Looking at the 25th of April, we are so pleased to have Bob Franke coming up from the Boston area. Bob is a consummate songwriter: he was the Artistic Director of the Singer-Songwriter Project of 1999’s Bethlehem Steel Festival. In August of 1990 Bob wrote a set of songs for a ballet of “The Velveteen Rabbit,” commissioned by the ODC Dance Company of San Francisco. He has composed three cantatas and a number of hymns for the Church of St. Andrew in Marblehead, MA. The Songs of Bob Franke, a songbook produced by the the Folk Project, was released in 1992. He wrote a Harvest Cantata for the Marblehead Eco-Farm in 1996. The song “Hard Love” figures prominently in Ellen Wittlinger’s young adult novel of the same name (Simon & Schuster, 1999).
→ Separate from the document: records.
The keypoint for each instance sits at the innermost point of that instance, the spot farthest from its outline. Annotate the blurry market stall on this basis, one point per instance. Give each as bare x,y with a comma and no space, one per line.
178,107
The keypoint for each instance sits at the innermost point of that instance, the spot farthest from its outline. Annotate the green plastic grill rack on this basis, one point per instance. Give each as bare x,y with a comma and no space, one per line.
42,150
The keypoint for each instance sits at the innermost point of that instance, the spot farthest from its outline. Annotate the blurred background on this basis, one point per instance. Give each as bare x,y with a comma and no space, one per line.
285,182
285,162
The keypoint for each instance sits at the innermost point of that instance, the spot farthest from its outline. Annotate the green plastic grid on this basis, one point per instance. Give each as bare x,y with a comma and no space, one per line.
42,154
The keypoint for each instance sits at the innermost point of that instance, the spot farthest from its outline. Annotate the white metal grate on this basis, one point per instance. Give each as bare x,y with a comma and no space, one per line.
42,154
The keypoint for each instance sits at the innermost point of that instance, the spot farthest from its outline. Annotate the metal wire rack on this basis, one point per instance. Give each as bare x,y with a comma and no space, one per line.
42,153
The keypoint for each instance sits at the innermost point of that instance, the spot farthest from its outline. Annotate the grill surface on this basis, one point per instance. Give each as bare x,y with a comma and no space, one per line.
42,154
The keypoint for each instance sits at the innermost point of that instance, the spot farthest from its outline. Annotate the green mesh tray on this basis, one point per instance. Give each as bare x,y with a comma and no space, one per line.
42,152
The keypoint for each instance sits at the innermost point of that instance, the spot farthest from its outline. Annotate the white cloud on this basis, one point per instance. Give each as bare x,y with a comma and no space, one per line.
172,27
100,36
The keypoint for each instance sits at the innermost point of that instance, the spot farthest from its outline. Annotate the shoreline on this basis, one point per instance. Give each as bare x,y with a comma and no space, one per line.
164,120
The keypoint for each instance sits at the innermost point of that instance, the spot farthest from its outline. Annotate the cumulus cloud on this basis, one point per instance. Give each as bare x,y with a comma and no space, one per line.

He is also a warm and entertaining performer.
Nelson’s strong ties with Cape Breton have been nourished by several performers from Cape Breton. Fiddler Jerry Holland has been a frequent performer in Nelson, and at his last concert he brought in Kimberley Fraser, who mostly played piano, but who is a stellar fiddler in her own right. She comes to Nelson on May 16th.
Those who were in this area in the late 1970’s will remember the early days of the Folkway, and the concerts of a young up-coming singer named Lui Collins. Like the Folkway itself, Lui grew to become a central figure in the New England folk music scene. We are extremely excited that she is coming to Nelson on Thursday, July 2nd, in an evening that will evoke some wonderful remembrances of the old Folkway days – she will be joined by Horace Williams, Guy Wolff, Julie Snow (Osherson), and Folkway co-founder Jonathan Hall.
We look forward to seeing you at one or more of these events. And of course, don’t forget to come dancing – any Monday night, and on the first Saturdays in Peterborough (excluding July and August) and second Saturdays in Nelson.